Read: Federal target-benefit conversions face an uphill battle
Another matter of concern, according to Baldwin, is the governance process for target-benefit plans. “In cases where single-employer [target-benefit] plans have adopted a joint governance model, it is not clear that plan governors need a great deal of regulatory guidance in addition to what is provided in Bill C-27,” he wrote. “Where joint governance is in place, plan members will protect their rights through the governance process. This will not be the case in [target-benefit] plans in which the governance structure is dominated by employer nominees.”

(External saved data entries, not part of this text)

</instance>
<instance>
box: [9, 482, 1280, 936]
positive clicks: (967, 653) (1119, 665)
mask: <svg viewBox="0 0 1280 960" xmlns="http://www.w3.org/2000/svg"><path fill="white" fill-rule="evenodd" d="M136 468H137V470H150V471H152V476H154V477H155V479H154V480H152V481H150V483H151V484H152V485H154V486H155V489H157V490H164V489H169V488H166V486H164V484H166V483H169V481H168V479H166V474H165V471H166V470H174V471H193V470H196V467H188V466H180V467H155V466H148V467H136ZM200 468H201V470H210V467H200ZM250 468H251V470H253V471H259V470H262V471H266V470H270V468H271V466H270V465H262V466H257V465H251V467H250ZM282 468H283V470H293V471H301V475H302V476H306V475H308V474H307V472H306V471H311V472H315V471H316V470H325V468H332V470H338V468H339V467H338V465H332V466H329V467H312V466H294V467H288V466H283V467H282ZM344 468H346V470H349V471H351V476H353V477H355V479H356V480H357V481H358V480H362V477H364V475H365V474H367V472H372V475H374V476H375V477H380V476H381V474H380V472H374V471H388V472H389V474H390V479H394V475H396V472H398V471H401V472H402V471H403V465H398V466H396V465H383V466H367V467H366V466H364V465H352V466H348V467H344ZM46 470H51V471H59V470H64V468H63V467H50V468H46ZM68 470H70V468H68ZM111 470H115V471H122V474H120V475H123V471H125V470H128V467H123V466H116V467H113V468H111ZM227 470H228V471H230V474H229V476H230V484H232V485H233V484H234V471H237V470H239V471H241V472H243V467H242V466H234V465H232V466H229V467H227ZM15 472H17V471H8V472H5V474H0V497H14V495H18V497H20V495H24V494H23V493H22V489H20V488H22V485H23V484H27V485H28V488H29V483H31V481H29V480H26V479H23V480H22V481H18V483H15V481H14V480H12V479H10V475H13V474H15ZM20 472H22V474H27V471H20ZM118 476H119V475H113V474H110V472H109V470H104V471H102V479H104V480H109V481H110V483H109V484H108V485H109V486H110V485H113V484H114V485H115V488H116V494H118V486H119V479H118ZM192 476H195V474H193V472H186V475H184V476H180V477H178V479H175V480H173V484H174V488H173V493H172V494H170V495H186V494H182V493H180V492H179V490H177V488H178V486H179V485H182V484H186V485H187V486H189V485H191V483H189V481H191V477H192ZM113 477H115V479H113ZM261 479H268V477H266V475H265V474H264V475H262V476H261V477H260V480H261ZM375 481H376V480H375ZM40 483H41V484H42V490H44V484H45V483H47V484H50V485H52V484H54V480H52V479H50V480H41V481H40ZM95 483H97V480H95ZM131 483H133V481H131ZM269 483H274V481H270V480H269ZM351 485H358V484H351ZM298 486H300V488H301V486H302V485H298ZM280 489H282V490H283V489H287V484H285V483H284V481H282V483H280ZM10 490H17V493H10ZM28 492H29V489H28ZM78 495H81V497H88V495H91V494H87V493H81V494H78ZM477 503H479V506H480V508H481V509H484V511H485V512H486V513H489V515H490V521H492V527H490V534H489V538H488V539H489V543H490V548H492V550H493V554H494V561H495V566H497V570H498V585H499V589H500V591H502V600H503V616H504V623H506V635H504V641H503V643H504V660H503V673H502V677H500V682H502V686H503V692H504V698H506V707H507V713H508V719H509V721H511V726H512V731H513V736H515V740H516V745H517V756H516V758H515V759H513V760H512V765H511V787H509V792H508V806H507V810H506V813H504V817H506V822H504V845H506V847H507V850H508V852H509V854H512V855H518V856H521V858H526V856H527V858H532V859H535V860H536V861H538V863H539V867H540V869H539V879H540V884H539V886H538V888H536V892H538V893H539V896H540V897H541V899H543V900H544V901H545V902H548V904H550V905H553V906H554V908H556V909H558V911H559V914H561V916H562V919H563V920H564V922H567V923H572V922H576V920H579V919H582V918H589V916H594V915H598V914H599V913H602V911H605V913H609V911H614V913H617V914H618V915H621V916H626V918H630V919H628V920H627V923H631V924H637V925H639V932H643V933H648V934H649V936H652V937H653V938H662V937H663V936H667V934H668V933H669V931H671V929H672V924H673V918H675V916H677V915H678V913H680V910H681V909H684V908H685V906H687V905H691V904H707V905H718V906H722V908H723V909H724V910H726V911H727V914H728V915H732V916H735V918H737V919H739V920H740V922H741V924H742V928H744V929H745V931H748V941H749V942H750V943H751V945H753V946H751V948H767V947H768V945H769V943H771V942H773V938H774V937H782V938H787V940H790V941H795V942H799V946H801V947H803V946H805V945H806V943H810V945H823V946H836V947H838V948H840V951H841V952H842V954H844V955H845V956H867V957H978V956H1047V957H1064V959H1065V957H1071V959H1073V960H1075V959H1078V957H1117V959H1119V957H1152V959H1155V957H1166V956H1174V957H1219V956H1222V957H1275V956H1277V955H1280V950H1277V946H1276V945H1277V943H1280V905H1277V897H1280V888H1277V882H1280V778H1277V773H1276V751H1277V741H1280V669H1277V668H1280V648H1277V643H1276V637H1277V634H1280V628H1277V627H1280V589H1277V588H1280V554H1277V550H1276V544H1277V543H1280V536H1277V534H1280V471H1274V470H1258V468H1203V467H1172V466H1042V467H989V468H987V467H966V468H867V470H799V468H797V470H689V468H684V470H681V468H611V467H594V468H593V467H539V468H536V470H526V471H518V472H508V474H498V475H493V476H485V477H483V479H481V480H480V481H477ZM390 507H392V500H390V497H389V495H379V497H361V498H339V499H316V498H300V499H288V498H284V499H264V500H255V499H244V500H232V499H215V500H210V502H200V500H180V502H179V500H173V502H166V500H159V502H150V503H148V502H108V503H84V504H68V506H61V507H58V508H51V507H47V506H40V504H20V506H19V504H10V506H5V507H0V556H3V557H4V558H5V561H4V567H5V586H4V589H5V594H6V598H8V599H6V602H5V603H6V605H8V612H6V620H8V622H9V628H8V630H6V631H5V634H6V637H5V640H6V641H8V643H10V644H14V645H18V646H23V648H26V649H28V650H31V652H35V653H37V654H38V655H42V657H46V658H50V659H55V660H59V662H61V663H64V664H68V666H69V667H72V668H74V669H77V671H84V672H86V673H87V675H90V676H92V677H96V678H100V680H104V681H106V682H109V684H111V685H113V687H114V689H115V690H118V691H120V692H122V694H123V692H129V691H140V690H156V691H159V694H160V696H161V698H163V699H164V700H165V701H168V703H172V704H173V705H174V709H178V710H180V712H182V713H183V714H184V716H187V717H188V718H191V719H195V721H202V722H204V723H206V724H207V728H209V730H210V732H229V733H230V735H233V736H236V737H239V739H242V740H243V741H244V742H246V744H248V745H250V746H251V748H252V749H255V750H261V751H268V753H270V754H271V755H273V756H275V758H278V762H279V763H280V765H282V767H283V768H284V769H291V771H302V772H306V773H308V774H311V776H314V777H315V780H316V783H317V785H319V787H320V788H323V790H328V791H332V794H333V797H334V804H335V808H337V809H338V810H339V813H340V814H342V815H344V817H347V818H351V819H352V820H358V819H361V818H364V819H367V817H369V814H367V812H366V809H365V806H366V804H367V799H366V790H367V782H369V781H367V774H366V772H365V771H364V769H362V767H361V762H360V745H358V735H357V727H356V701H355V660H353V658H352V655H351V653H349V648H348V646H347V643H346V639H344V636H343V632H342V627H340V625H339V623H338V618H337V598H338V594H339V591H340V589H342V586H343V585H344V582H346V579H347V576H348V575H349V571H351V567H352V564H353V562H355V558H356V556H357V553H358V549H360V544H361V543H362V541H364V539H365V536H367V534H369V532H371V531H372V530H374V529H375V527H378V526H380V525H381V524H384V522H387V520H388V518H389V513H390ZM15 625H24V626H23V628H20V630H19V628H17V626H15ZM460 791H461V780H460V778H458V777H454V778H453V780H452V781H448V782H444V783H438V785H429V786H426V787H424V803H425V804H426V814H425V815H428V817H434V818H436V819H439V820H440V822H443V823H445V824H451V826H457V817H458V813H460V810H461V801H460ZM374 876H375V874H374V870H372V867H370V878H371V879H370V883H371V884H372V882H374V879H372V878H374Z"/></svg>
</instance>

Given this significant difference, Baldwin suggests the government create a much more prescriptive regulatory regime for plans that aren’t jointly governed. He also suggests that the government issues draft regulations and invites open debate and discussion of them.
In light of the differing opinions around target-benefit plans, is it time for the government to pass the bill?
Have your say in our weekly online poll here.
Read: Confusion remains despite federal retreat on guidance about taxing employee discounts
As for last week’s poll, which looked at whether employee discounts should be a taxable benefit, the vast majority (86 per cent) of respondents said no, it would be petty to tax one of the small ways employers can give their staff an extra boost. Just 14 per cent said yes, people should have to pay tax on employee discounts just as they do with a number of other benefits.